Plus, Carp was fun. Inside the park’s recreation center, someone had teed up old movies of him doing gainers off the Swim Gym high dive — somersaulting backward into the swimming pool beneath a retractable basketball floor made famous by Jimmy Stewart and Donna Reed in “It’s a Wonderful Life.”
To say that Mr. C changed my life is an understatement. And by that, I mean he changed who I thought I could be. Instead of seeing myself as a loser cheerleader who couldn’t compete with the brainy kids, I realized how much I loved learning.
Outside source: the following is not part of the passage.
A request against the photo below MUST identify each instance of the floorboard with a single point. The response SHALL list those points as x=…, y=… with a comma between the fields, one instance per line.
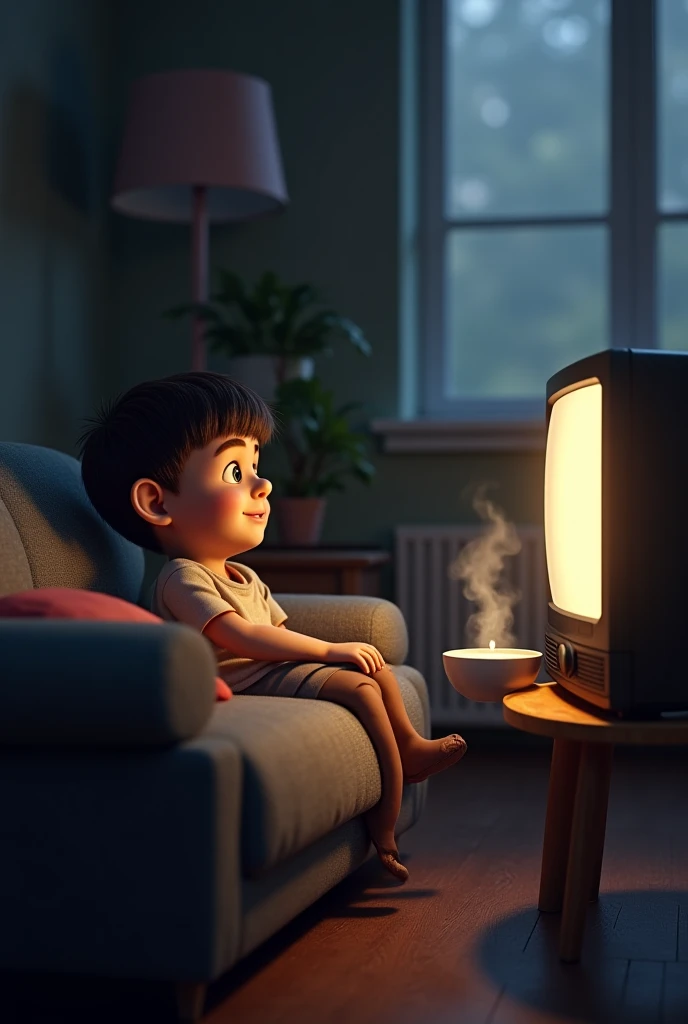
x=463, y=941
A farmer’s son from Iowa, Mr. C started teaching at Lake Park High School in the suburbs of Chicago. He was fresh off a Fulbright program in India when he arrived in Beverly Hills in the summer of 1964 — driving an old Chevy without air conditioning and trailing a U-Haul — with his wife, Dorothy, and their three children. He was never flashy, just intent on finding a way to reach every kind of kid. And that might be exactly the point of why we adored him: his old-school decency and unerring instinct for acceptance.
To walk into his history classroom was to enter a giddy state of wonky delirium. For earthquake drills, we could count on Mr. C to scream his head off in mock terror. In his classes about the Persians or Greeks or Romans, there was extra credit for creativity.
One of his students named Sammy handed in political cartoons that caused Mr. C to ask him to stay after class one day. He told Sammy he thought his drawings rivaled what he was seeing in local newspapers. Sammy was Sam Simon, who would go on to co-create “The Simpsons.” For so many alums, his encouragement was everything.
When we studied the Roman Empire, I discovered that many historical figures — Moses, Aesop, Virgil, to name a few — stuttered. For my class project (we all had projects), I sang a song I wrote about the Emperor Claudius to the tune of “K-K-K-Katy.” “Cl-Cl-Cl-Claudius, Idiot Claudius, that is the name that people have all nicknamed me. They-they-they tell me, that-that I stutter, this is how I will go down in history…” My classmates roared their approval and Mr. C sat in the back of the class wearing his Cheshire Cat grin. It was a silly but sweet moment of satisfaction I’ll never forget. When I walked out of his classroom, I might as well have been floating on air.
Plus, he taught me to drive. When he sat in the passenger seat, he’d calm my nerves by clicking on the Real Don Steele on KHJ radio and singing along to his favorite tune: “Brandy (You’re a Fine Girl).”
It should come as little surprise that I’d value the role of teachers in my life. Both of my parents taught; so did my siblings, aunts, uncle and cousins. My son was a teacher until his school district insisted on shooter training drills. I, too, have become a teacher and I try to follow in Mr. C’s footsteps.
Some days, I fantasize what it would be like to go on a teacher tour, reaching out to my mentors to express my deep gratitude for all they’ve given me. Seeing Mr. C sparked that fantasy again. When I finally worked up my courage to thank him, knowing a floodgate of tears would open, he said to me with his typical modesty: “You were doing me more good than I was doing you.”
So, this is my love letter to Carp — and to all the teachers going back to school this month. What I want to say to you is simple enough: What you do is vital to our future well-being. If most of us will be remembered by a handful of loved ones after we’re gone, you will be remembered by thousands, just like Carp. And you deserve it.
Joy Horowitz, a former Los Angeles Times staff writer, has taught writing at USC, Harvard and Yale. Her book “Parts per Million” investigated the toxic legacy of oil drilling at Beverly Hills High.